In conclusion, MIR-FEWS offers new opportunities to non-invasively assess the liver of severely obese patients, thereby providing a sensitive test to screen for NASH. Further multicentric studies are required to complete the clinical validation of this technology and to confirm its potential as a non-invasive test to detect NASH.

Abbreviations

ALT, alanine aminotransferase; AST, aspartate aminotransferase; AUROC, area under the receiver operating curve; BMI, body mass index; FEWS, fiber evanescent wave spectroscopy; FTIR, Fourier transform infrared; GGT, gamma-glutamyltransferase; HbA1c, glycated hemoglobin; HDL, high-density lipoprotein; HOMA-IR, homeostasis model assessment of insulin resistance; IR, infrared, LDL, low-density lipoprotein; MIR, mid-infrared; NAFLD, non-alcoholic fatty liver disease; NAS, NAFLD activity score; NASH, non-alcoholic steatohepatitis; SAF, steatosis, activity and fibrosis; T2D, type 2 diabetes.

Financial support

This work was supported by grants from INSERM (France), Université Nice Sophia-Antipolis, PHRC (Centre Hospitalier Universitaire of Nice), Association Française pour l’Etude du Foie (AFEF)/LFB to PG, AFEF/Aptalis to BBM, Société Francophone du Diabète (SFD) to PG, SFD/Roche Pharma to PG, and SFD/MSD to BBM. This work was also funded by the French Government (National Research Agency, ANR): #ANR-15-CE14-0016-01, #ANR-18-CE14-0019-02, the Investments for the Future LABEX SIGNALIFE (#ANR-11-LABX-0028-01) and the UCAJEDI Investments in the Future project (#ANR-15-IDEX-01).

Conflict of interest

Rodolphe Anty, Clémence M Canivet, Stéphanie Patouraux, Jean Gugenheim, Stéphanie Bonnafous, Béatrice Bailly-Maitre, Thierry Piche, Olivier Sire, Judith Aron-Wisnewsky, Karine Clément, Albert Tran, Antonio Iannelli, Philippe Gual have nothing to disclose; Marie Morvan is a service provider for DIAFIR; Maëna Le Corvec is a DIAFIR employee; Jérôme Bernard is the DIAFIR General Manager for Healthcare; Hugues Tariel is the DIAFIR Chief Executive Officer; Olivier Loréal is a DIAFIR co-founder.
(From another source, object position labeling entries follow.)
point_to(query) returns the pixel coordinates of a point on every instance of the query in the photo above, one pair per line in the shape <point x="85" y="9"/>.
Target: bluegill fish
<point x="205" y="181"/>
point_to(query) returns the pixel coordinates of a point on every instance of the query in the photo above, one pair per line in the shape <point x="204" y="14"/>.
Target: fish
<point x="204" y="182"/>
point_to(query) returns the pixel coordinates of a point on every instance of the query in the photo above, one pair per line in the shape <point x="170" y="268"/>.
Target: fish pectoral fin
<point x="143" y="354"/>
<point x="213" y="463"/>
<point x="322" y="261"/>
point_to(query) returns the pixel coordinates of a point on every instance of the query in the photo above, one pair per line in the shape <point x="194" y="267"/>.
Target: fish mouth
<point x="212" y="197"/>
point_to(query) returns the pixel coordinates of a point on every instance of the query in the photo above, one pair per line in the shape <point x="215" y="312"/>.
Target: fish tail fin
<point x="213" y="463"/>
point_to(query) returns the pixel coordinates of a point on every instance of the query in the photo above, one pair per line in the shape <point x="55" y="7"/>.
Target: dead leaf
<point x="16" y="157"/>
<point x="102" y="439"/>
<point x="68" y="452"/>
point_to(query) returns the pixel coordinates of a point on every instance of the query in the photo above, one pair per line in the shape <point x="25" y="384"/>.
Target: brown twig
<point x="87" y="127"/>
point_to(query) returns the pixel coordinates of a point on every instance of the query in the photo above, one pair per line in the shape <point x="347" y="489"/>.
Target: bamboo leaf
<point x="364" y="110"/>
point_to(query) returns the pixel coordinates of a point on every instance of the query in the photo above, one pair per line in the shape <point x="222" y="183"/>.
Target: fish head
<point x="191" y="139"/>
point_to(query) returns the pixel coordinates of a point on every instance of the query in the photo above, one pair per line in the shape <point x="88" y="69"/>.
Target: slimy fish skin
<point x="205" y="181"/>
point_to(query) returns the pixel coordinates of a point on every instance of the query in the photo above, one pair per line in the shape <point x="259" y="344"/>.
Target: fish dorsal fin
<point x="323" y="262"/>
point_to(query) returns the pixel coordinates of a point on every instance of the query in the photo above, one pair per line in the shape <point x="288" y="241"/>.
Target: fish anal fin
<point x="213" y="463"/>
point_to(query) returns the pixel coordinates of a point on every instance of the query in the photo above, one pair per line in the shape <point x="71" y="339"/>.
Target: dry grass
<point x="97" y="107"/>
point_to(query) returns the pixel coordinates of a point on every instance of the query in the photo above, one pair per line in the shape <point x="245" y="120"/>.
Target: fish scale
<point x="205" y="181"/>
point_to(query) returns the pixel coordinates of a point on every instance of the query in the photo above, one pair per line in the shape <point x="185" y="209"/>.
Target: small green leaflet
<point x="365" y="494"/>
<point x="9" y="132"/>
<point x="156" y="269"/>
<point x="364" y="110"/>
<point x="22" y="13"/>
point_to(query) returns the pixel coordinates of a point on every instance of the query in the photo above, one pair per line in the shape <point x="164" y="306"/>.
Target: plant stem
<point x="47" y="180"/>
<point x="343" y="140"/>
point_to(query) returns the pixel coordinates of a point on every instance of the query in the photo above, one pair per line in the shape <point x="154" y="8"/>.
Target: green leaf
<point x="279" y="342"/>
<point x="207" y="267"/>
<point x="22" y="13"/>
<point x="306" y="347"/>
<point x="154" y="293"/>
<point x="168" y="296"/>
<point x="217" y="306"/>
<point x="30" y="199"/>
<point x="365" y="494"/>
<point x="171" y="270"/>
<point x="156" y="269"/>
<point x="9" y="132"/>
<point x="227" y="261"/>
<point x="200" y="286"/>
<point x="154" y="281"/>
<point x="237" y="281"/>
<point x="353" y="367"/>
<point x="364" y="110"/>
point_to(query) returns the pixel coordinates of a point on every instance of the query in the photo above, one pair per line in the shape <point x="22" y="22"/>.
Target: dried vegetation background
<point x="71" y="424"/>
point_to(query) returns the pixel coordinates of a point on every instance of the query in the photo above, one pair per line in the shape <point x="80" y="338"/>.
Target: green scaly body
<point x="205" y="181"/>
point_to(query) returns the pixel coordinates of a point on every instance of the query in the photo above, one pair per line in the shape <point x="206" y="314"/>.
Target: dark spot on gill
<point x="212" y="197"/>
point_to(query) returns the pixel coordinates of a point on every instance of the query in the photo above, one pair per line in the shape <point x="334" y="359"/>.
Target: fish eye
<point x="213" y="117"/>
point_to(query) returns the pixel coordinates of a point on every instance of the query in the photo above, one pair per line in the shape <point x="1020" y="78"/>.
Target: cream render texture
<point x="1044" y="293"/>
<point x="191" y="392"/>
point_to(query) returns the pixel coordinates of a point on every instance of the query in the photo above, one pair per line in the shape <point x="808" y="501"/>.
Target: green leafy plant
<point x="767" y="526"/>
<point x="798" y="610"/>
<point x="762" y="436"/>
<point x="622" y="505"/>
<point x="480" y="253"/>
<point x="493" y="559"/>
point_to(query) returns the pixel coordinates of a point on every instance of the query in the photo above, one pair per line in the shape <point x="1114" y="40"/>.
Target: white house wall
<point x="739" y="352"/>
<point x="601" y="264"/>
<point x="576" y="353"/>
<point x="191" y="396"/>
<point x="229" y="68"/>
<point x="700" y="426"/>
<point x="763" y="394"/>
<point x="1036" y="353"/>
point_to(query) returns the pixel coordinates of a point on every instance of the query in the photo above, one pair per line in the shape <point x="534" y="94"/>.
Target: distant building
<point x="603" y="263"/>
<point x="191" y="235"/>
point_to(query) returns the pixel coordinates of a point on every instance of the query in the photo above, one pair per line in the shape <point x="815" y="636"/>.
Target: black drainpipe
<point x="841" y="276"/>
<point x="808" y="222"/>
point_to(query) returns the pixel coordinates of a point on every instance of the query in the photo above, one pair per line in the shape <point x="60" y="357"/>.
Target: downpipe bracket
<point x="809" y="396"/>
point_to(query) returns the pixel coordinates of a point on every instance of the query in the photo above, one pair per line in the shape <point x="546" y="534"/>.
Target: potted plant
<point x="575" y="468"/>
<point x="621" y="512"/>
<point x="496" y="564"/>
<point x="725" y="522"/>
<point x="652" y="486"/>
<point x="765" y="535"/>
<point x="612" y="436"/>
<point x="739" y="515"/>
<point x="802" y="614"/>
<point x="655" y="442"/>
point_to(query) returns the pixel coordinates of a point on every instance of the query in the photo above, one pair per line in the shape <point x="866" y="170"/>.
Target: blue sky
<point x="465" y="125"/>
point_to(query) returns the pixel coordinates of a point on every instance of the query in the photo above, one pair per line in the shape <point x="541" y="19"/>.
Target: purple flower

Please refer to the accompanying ICMJE disclosure forms for further details.

Authors’ contributions

OL, HT, OS developed the concept; MM, MLC, RA obtained data; RA, MM, MLC, JB, designed the study; RA, MM, MLC wrote the manuscript; MM performed the statistical analysis; RA, AI, JG, TP recruited patients; RA, CMC, SP, SB, BBM managed clinico-biological data and samples; PG, OL, AT, AI, JAW, KC provided critical reading of the manuscript and all other co-authors approved the paper.